Psychological factors

The present meta-analysis results also showed that anxiety and depression are risk factors of CRF in CRC, and the reason for this may be that a tumor, as a major stress event, can alter the body’s positive feedback regulation system, resulting in hypothalamic–pituitary–adrenal axis dysfunction, endocrine dysfunction, and hormone level disorders, leading to abnormal psychological changes or mental disorders in cancer patients and resulting in a series of fatigue symptoms [58]. Anxiety and depression have mutual effects; these two symptoms show the same course over time, and anxiety can be masked by depression, while depression can be a further emotional evolution of anxiety [59]. Therefore, a prospective study should be performed to assess the possible causal links between both symptoms in CRF in the future. Importantly, CRF not only manifests as physical fatigue but also depression, helplessness, and other types of psychological fatigue. Therefore, improving psychological fatigue can in turn reduce the physical fatigue of patients and promote their health.

Limitations

There are some limitations to this study. First, although 25 studies were included, they were mainly cross-sectional studies, which resulted in low evidence-based strength. In addition, the limited number of studies included for each factor made it impossible to draw funnel plots in all cases, which may have led to publication bias. The included studies were also limited to only those published in English or Chinese, which limited the comprehensiveness of the included studies.

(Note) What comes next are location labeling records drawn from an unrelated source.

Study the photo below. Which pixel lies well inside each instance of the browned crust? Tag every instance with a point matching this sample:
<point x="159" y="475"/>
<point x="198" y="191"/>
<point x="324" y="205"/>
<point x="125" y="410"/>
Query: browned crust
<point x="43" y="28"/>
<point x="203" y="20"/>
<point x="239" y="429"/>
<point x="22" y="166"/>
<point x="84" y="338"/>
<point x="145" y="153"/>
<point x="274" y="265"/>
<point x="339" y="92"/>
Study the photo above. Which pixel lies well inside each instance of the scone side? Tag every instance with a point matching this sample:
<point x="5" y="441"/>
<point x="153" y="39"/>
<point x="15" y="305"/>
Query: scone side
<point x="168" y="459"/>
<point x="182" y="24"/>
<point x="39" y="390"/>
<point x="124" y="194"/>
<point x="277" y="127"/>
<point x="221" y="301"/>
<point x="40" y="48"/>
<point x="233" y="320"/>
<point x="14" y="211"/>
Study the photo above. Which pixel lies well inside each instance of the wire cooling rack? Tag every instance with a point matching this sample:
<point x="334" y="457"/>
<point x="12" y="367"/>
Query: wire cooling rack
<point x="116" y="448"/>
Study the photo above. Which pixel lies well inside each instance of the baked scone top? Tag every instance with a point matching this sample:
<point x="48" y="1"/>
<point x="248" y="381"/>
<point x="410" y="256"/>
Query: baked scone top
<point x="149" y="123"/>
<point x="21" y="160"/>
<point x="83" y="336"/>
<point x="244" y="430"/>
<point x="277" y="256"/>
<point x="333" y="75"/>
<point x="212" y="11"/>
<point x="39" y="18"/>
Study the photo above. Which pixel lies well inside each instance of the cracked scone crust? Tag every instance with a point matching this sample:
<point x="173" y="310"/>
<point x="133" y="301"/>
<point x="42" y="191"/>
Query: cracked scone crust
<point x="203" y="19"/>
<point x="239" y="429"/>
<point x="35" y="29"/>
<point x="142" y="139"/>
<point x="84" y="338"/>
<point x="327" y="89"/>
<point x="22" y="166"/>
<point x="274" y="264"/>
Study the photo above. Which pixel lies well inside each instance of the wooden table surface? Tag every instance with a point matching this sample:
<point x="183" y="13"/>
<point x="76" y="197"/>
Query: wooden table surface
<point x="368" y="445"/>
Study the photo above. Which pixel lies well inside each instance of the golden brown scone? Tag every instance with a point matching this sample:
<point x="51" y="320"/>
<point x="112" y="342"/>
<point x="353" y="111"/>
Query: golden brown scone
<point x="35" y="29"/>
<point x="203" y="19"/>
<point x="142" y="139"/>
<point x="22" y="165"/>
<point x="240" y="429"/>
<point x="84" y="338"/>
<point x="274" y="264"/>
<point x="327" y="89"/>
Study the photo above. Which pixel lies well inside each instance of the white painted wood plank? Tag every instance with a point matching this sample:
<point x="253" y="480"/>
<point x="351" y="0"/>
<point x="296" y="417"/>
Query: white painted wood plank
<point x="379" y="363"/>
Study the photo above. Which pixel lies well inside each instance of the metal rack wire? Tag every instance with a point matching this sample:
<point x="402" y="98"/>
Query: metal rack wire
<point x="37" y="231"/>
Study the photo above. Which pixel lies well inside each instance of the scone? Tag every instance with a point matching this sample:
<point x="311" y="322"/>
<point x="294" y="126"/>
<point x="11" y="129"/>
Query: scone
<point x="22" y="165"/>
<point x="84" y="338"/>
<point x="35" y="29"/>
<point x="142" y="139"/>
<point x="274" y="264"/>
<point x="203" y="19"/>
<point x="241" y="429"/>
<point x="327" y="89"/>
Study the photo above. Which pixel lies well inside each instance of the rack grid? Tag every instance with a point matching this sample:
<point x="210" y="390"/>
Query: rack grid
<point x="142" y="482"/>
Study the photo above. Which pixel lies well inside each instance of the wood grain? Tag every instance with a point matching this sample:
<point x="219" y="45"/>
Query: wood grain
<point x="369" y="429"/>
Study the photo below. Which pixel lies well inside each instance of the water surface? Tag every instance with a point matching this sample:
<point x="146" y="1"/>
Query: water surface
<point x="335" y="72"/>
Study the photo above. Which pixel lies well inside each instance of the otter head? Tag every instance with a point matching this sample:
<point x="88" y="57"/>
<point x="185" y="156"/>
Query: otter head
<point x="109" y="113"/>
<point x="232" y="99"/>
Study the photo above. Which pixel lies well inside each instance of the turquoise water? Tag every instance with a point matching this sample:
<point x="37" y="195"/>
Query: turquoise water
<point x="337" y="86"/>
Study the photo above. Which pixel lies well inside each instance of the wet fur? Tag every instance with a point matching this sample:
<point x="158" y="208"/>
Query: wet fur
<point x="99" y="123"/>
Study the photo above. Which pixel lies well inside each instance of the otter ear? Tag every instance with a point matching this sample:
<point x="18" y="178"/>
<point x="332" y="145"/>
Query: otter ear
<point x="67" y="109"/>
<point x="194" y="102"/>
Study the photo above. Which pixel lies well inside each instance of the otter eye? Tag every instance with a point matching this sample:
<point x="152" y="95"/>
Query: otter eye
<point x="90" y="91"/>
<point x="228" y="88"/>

Future studies will need to evaluate risk factors for CRF in a more comprehensive manner. Second, different cancer-related fatigue assessment tools are used in different studies, and the assessment time and follow-up time are different; the heterogeneity of the results may be higher. There was a lack of unified assessment tools to evaluate CRF across the included studies. This disparity may also affect the degree of fatigue.

Conclusion

Younger age, female sex, low physical activity level, a clinical stage of III or IV, surgery, chemotherapy, pain, insomnia, anxiety, and depression are risk factors for CRF. Based on the risk factors of CRF, medical staff should identify risk factors early—especially those that are controllable—and timely introduce corresponding early interventions. As suggested by the NCCN, it is necessary to change the current standardized nursing intervention mode of intervention by a multidisciplinary team composed of doctors, nurses, nutritionists, physical therapists, and hypnotherapists. After evaluating the disease information, physiology, exercise, sleep, and other relevant indicators of patients in the cancer clinic, the cancer specialist nurses consult or refer the patient to the corresponding professionals for early guidance according to the patient’s problems. For example, physical therapists can continue to develop professional rehabilitation guidance plans for cancer survivors after evaluation. Sports medicine experts can make targeted exercise plans for patients with low exercise levels. In this way, patients can be targeted for early intervention. In addition, further systematic reviews should overcome the limitations of this study and attempt to gain a more complete understanding of risk factors for CRF.